The sides still disagree on tariffs for the transportation of gas through member state territory. Today, Russia’s Gazprom has exclusive rights to supply gas to Belarus. However, after the creation of the common gas market, the consumers will be able to purchase it from various producers in Russia and Kazakhstan through the stock exchange or by signing long-term contracts.
Chinese Midea Group is expanding its business in Belarus. On 27 November President Lukashenka hosted Fang Hongbo, the Chairman of the Board and President of Midea Group. The corporation is one of the largest manufacturers and exporters of household appliances in China and the world with about 130,000 employees. The Belarusian leader said, “[Chinese businessmen] will not only always find the understanding of our leadership, but also all kinds of support.”

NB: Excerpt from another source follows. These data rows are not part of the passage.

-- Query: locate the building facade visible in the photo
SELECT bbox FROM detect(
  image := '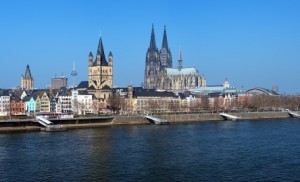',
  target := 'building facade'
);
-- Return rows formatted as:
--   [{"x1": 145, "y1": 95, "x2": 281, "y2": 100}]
[
  {"x1": 51, "y1": 76, "x2": 68, "y2": 89},
  {"x1": 21, "y1": 65, "x2": 34, "y2": 90},
  {"x1": 144, "y1": 25, "x2": 206, "y2": 92},
  {"x1": 88, "y1": 37, "x2": 113, "y2": 98}
]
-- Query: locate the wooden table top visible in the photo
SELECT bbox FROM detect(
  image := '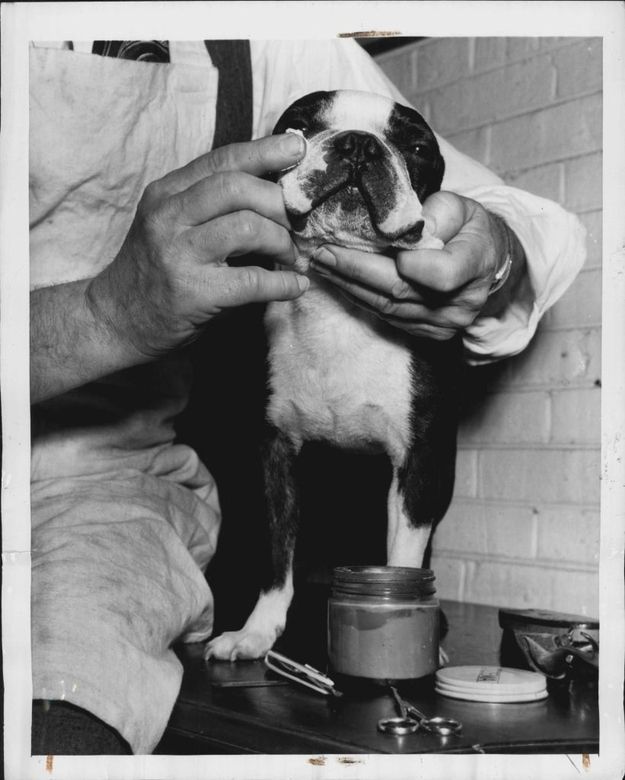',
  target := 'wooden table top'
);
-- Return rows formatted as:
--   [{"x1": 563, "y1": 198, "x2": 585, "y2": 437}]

Midea Group came to Belarus a decade ago. It began production of microwave ovens and water heaters jointly with Horizont Holding, a Belarusian conglomerate. Fang Hongbo expressed his satisfaction with the results Midea Group’s partnership in Belarus over the period. He also spoke about the intention to use Belarus as a starting site for expansion to CIS markets. Midea Group plans to develop its existing production and to introduce new items, including refrigerators and washing machines.
More Belarusians are looking for jobs abroad. According to the Head of the Presidential Administration Natallia Kačanava, 97,600 Belarusians are currently working abroad, reports Narodnaja Hazieta, a Belarusian politics and society newspaper. Meanwhile, the Russian Interior Ministry’s Main Directorate for Migration published a report, which claims 346,000 Belarusians registered as migrants in Russia just in the past year. Moreover, some Belarusian migrants work in Russia illegally without registering.
However, because of Russia’s recession, more and more Belarusian labour migrants choose to work in Poland. In 2015, Polish employers registered some 5,500 work invitations for Belarusians under Poland’s simplified employment scheme. In 2016, this figure rose to about 25,000, and then went even higher in the first half of 2017. A study carried out by the the Institute of Sociology at the National Academy of Sciences shows that at present more than 8–10 per cent of Belarusian citizens are looking for work abroad.
The government has formulated preferential conditions for Geely car sales. The President has told administrators to increase the warranty period of the Belarusian-Chinese Geely car from 4 to 5 years and offer preferential conditions to buyers, writes Respublica. Belarusians will have the opportunity to make the first payment at 10 per cent a vehicle’s total cost, and then to either lease or finance it over 7 years. The sale of Geely vehicles under these new conditions begin this December.
The cost of Geely’s three new car models vary in the range of $17,000–$25,000. The government expects to sell at least 25,000 cars in the coming year, increasing this number by 10,000 annually. However, in the market for crossover vehicles—where Belarusian Geelys are located—competition remains very high. The entire domestic crossover market does not exceed 6,000 cars a year.
The state press digest is based on the review of state-controlled publications in Belarus. Freedom of the press in Belarus remains restricted and state media convey primarily the point of view of the Belarusian authorities. This review attempts to give the English-speaking audience a better understanding of how Belarusian state media shape public opinion in the country.